"Aging" is a Deficiency Disorder

The Hypothesis concludes that the infirmities of aging are nothing more than symptoms of an easily correctable deficiency disorder.  The realization that scurvy was caused by chronic deficiency of vitamin C resulted in the eradication of that disorder.  Similarly, the realization that the loss of functionality as people age is nothing more than a chronic deficiency of Complex X will result in the eradication of the aging process.

 

Deficiency diseases typically are diseases that are caused by the subject ingesting an insufficient amount of a particular dietary element.  Examples of deficiency diseases include: beriberi (vitamin B1), kwashiorkor (protein), goiter (iodine), anemia (iron), marasmus (protein), pellagra (vitamin B3), scurvy (vitamin C), rickets (vitamin D) and osteoporosis (vitamin D and calcium).

 

A universal characteristic of deficiency diseases is that, if the deficiency is not corrected, the disease progresses.  The progress of the disease is determined by how acute the deficiency is.  That is exactly the pattern followed by FDS.

 

Once the Institute determined that the loss of functionality with aging was a disorder, it was obvious that it was a deficiency disorder.  But what’s the deficiency?  All of the examples listed above appear to relate to dietary elements.  How can exercise be a dietary element? 

 

The closest analogy is sunlight and rickets.  From an evolutionary standpoint, there are compelling similarities between sunlight and intense exercise.  Neither are dietary elements, but both are essential for survival.  Both are significant aspects of the normal evolutionary environment.  And so both are critical in determining how closely phenotype conforms to genotype.

 

Throughout evolutionary history, humans did not obtain Vitamin D from diet.  It was synthesized in the body as a result of exposure to sunlight.  Sunlight was an essential part of the normal evolutionary environment.

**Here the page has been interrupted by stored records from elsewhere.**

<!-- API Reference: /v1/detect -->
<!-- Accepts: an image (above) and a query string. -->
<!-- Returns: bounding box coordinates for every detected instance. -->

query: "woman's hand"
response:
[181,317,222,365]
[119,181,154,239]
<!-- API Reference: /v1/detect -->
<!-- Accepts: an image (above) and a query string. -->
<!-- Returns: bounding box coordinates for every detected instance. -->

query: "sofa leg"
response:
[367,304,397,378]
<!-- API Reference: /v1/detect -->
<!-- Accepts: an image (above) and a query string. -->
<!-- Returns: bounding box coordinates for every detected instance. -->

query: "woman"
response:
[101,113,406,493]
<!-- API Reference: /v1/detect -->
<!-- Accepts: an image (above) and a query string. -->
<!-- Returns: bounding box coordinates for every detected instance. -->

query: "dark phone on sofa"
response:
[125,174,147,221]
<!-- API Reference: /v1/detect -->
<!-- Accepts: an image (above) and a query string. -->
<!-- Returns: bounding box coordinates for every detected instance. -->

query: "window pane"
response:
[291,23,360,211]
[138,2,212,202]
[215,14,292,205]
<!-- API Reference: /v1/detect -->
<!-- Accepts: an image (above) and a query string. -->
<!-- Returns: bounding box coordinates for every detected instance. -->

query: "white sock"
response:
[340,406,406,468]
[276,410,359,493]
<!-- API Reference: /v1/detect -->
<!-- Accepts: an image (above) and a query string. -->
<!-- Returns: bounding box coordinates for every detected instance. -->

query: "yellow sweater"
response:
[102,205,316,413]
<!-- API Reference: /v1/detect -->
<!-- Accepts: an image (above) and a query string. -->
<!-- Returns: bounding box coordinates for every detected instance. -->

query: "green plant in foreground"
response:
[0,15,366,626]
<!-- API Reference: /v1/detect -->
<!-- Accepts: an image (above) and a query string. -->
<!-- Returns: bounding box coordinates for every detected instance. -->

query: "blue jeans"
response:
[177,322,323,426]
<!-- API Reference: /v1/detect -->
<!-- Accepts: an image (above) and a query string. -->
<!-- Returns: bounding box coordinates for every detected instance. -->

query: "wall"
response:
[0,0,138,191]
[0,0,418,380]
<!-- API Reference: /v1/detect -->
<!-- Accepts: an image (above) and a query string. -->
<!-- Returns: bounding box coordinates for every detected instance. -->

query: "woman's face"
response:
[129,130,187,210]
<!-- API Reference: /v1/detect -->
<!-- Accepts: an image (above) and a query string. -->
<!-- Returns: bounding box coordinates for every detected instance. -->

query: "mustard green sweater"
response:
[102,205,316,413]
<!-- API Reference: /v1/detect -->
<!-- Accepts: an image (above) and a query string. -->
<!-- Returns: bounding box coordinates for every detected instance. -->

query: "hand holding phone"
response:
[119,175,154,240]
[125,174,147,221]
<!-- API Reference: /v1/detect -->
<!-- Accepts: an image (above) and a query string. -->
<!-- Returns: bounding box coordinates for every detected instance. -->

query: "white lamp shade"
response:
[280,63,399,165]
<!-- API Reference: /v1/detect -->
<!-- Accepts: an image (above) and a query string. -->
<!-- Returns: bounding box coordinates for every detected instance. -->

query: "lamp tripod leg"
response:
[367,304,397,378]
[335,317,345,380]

Up until relatively recently in human history most people received plenty of sunlight from playing or working outdoors.  So long as people got plenty of sunlight, rickets was a very rare disorder.  However, with the advent of the industrial revolution, increasing numbers of people moved from the farm to the city and even many children worked indoors or lived in smoggy cities.  Human behavioral choices caused a change in the normal environment.  That change caused phenotype to vary from genotype.  Rickets became rather common.

 

Similarly, Complex X is synthesized by the body as a result of intense exercise.  Intense exercise was an essential part of the normal evolutionary environment.  The aging process, or FDS (the disorder caused by Complex X deficiency), is never experienced by animals that are subject to the forces of nature.  However, with the advent of human civilization, humans and domesticated animals were freed from the necessity of engaging in frequent all-out physical activity.   Human behavioral choices caused a change in the normal environment.  That change caused phenotype to vary from genotype.  FDS/the aging process became a universal disorder.

 

Once the medical establishment understood what was causing rickets, it was able to develop alternative sources of Vitamin D.  Today, people who choose not to expose themselves to the sun can prevent Vitamin D deficiency by obtaining Vitamin D from a variety of alternative sources.  It is not sunlight per se, but rather the Vitamin D that the body synthesizes as a result of exposure to sunlight, that is the critical element. 

 

The Hypothesis explains that it is the lack of Complex X that causes FDS.   Complex X is a well-known set of chemicals that can be fabricated in a laboratory. Someday soon, people who cannot or will not engage in intense exercise with sufficient regularity will be able to obtain Complex X from alternative sources.  It is not the intense exercise per se, but rather the Complex X that the body synthesizes as a result of that intense exercise, that is the critical element.  

Exercise is like light, or air or food.  A human needs not just a sufficient amount of each, but a sufficient amount of the right type of each, in order to thrive.

Frequent intense exercise is an essential aspect of the normal evolutionary environment.